This post also appears on my blog.
not actually sure how useful or interesting stuff like this would be here
Want a cameo character? If you interact frequently with me here (either on my posts or your posts or better yet both!) or on one of the linked Discord channels, all you have to do is let me know and tell me what you'd like :) Everything you need to know is (probably) here and if it isn't just ask (sorry the link goes offsite to my blog where the layout is how I want rather than the one here which is only here because the original one was).
Thanks for looking! ^_^
Not understanding any of this code is why I went back to wordpress for my personal site. Sure its slower than raw js / html / bootstrap, but dang it, its easier to update.
It's a nice site once I remembered to enable javascript XD what else did you use before going back to Wordpress? The raw js/html/bootstrap?
I tried using bootstrap once. Or maybe it was boilerplate. I did not continue.

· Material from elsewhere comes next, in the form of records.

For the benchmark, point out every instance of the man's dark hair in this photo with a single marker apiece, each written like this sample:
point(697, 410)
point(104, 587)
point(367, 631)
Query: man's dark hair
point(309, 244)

CMSs are definitely much easier to update with. Not always so easy to update though x_x
My website (since university when I first put it online)
Raw HTML + JS > Raw HTML + JS -> Wordpress -> Boostrap -> Wordpress
Not that surprised you went back to Wordpress XD I read the other day there was some drama going on with the people running it, hope that doesn't negatively impact your ability to use plugins/update/run stuff :S
Nah, for the most part it was just drama and drama and drama. I just (mostly) use the basics.